Plus de 200 transplantations ont été réalisées dans le monde depuis la première, effectuée en 1967 par Christian Barnard au Cap grâce aux travaux expérimentaux de l’équipe de l’Américain Norman E. Shumway.

La greffe cardiaque est l’opération de la « dernière chance » pour des malades ne pouvant bénéficier d’aucun autre traitement, tant médical que chirurgical.

Cette intervention palliative justifie une rigoureuse sélection des receveurs ; ainsi, on refusera cette technique aux grands malades porteurs d’autres tares viscérales, comme un ulcère gastro-duodénal, un diabète. Il faut tenir compte de l’âge du malade (après la cinquantaine, le risque est très grand) et aussi de son niveau intellectuel pour sa coopération avec le personnel médical.

Quant aux donneurs, ils se recrutent chez des sujets en état de coma dépassé (mort irréversible du cerveau avec tracé électro-encéphalographique « plat »), mais avec intégrité du cœur.

On prélève le cœur du donneur très rapidement, en sectionnant les veines caves, les veines pulmonaires, l’aorte et l’artère pulmonaire. La préservation du greffon à très basse température est capitale. La technique de transplantation proprement dite repose sur les travaux de Shumway chez le chien : après mise en fonctionnement d’une circulation extracorporelle, on retire le cœur du receveur, puis on implante le greffon en suturant successivement les oreillettes, l’aorte et l’artère pulmonaire.

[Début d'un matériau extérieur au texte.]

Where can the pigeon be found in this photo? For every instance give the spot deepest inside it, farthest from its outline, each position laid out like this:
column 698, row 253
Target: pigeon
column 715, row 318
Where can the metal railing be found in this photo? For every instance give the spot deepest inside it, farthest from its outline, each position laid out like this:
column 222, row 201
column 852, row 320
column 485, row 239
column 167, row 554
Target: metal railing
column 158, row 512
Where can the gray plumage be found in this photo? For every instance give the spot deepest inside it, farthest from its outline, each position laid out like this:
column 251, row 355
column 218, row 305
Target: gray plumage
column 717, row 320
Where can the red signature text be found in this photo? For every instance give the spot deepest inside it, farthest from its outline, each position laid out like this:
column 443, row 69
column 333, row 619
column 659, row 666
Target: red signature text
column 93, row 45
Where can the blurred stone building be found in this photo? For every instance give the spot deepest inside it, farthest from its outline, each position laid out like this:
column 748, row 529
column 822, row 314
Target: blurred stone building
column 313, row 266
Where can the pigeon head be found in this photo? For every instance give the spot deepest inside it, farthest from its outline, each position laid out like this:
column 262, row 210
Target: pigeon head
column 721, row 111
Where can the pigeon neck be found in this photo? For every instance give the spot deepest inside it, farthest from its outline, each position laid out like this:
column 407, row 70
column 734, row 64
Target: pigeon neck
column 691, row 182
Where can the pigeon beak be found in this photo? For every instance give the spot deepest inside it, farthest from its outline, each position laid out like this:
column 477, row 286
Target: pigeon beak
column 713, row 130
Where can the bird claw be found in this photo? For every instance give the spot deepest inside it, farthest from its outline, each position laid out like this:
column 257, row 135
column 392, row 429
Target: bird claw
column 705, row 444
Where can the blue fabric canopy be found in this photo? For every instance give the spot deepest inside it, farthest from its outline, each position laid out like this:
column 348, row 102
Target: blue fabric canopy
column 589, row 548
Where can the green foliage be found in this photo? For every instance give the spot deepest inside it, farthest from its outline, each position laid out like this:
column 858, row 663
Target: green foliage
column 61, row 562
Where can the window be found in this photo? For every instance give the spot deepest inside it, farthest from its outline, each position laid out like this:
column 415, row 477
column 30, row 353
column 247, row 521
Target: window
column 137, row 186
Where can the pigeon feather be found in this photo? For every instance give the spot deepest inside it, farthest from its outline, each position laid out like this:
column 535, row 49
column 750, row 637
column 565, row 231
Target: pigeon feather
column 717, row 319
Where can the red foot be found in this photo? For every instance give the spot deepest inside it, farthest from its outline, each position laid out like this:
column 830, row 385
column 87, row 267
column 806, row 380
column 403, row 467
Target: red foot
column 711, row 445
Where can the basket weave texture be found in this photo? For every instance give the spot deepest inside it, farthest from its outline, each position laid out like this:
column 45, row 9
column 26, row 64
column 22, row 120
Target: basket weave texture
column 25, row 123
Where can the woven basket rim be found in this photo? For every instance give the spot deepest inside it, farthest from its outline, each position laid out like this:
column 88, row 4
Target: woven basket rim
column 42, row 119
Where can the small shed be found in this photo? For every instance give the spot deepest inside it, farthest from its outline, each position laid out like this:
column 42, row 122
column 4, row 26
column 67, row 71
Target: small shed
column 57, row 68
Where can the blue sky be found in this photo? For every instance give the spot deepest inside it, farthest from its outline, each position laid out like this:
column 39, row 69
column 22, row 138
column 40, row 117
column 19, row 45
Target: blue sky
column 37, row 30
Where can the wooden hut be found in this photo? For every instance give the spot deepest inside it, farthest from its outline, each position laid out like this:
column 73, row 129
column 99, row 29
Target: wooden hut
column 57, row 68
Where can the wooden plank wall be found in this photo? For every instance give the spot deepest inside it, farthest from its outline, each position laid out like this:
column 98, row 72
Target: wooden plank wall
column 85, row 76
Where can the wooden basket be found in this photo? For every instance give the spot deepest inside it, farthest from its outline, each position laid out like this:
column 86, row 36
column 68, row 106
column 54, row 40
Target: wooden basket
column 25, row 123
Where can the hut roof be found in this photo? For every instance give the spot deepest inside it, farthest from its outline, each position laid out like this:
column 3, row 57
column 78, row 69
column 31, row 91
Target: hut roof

Si l’acte chirurgical ne pose pas de difficultés particulières, les suites postopératoires sont dominées par les problèmes immunologiques, c’est-à-dire ceux du rejet.

Il existe deux types de rejet : les crises aiguës et le rejet chronique.

Les crises aiguës sont précoces. Elles sont caractérisées par un grand remaniement du greffon, conduisant généralement à sa destruction. Le diagnostic doit être fait rapidement à l’aide de l’étude clinique, de l’électrocardiogramme et des examens sanguins pour tenter d’opposer un traitement efficace.

Le rejet chronique survient plus tardivement, à partir du cap du troisième mois. Il est caractérisé par des lésions coronaires (athérosclérose évolutive) et myocardiques (foyer de nécrose). Son diagnostic peut être difficile, et son traitement repose sur les substances immunodépressives.

Les immunodépresseurs sont destinés à diminuer la défense de l’organisme sur lequel on greffe un corps étranger, en l’occurrence le transplant cardiaque.

Le traitement comprend les corticoïdes (dérivés de la cortisone), le sérum antilymphocytaire (le lymphocyte est une variété de globules blancs qui assure, au mieux, la défense de l’organisme) et les substances « antimitotiques » (s’opposant au développement des cellules qui fabriquent les anticorps de rejet).

Ce traitement immunodépresseur présente cependant des complications, surtout infectieuses, par baisse des défenses immunologiques, et aussi sanguines (anémie par insuffisance de production globulaire par la moelle osseuse).